During handling of the above exception, another exception occurred:

Traceback (most recent call last):
File "train.py", line 167, in
tf.app.run()
File "C:\anaconda\envs\tensorflow1\lib\site-packages\tensorflow\python\platform\app.py", line 126, in run
_sys.exit(main(argv))
File "train.py", line 163, in main
worker_job_name, is_chief, FLAGS.train_dir)
File "C:\tensorflow1\models\research\object_detection\trainer.py", line 255, in train
train_config.optimizer)
File "C:\tensorflow1\models\research\object_detection\builders\optimizer_builder.py", line 50, in build
learning_rate = _create_learning_rate(config.learning_rate)
File "C:\tensorflow1\models\research\object_detection\builders\optimizer_builder.py", line 109, in _create_learning_rate
learning_rate_sequence, config.warmup)
File "C:\tensorflow1\models\research\object_detection\utils\learning_schedules.py", line 169, in manual_stepping
[0] * num_boundaries))
File "C:\anaconda\envs\tensorflow1\lib\site-packages\tensorflow\python\ops\array_ops.py", line 2619, in where
return gen_math_ops._select(condition=condition, x=x, y=y, name=name)
File "C:\anaconda\envs\tensorflow1\lib\site-packages\tensorflow\python\ops\gen_math_ops.py", line 4503, in _select
"Select", condition=condition, t=x, e=y, name=name)
File "C:\anaconda\envs\tensorflow1\lib\site-packages\tensorflow\python\framework\op_def_library.py", line 528, in _apply_op_helper
(input_name, err))
ValueError: Tried to convert 't' to a tensor and failed. Error: Argument must be a dense tensor: range(0, 3) - got shape [3], but wanted [].

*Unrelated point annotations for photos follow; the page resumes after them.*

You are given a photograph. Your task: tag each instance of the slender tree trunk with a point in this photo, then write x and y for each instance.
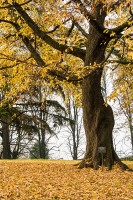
(6, 142)
(98, 118)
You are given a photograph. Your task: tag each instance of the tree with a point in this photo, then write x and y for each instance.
(75, 131)
(75, 55)
(35, 151)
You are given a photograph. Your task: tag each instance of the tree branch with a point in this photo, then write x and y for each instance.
(46, 38)
(81, 29)
(9, 6)
(27, 43)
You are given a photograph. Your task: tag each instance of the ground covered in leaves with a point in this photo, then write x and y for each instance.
(52, 180)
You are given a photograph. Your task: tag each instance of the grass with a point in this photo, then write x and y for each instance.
(51, 180)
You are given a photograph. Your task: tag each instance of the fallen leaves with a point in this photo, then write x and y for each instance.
(52, 180)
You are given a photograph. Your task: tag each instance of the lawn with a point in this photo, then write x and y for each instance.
(52, 180)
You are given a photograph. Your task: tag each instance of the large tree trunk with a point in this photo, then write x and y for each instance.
(98, 117)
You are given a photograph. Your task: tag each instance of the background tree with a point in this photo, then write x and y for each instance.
(84, 53)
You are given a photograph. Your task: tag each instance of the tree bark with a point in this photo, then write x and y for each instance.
(98, 117)
(6, 142)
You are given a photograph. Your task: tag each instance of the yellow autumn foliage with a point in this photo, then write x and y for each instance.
(50, 180)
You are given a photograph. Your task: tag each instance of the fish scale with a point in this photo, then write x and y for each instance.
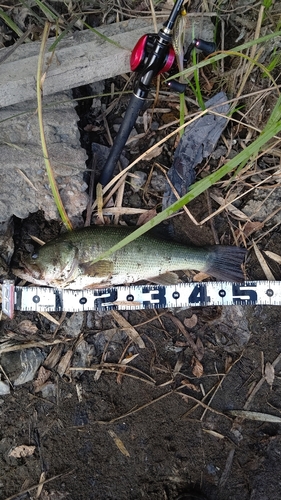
(69, 261)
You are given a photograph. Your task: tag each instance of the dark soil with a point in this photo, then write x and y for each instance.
(165, 428)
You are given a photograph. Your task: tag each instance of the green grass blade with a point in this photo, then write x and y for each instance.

(tensorflow1) C:\tensorflow1\models\research\object_detection>

I got this error when running train.py command. can you help?

16 Answers

✔️Accepted Answer

It's easy. Go to the utils folder. Find the learning_schedules.py file. Go to the line 167. And replace the line 167 with below

rate_index = tf.reduce_max(tf.where(tf.greater_equal(global_step, boundaries),
                                      list(range(num_boundaries)),
                                      [0] * num_boundaries))

Other Answers:

Thanks epratheeban! gharis, please re-open this issue if that did not fix the problem.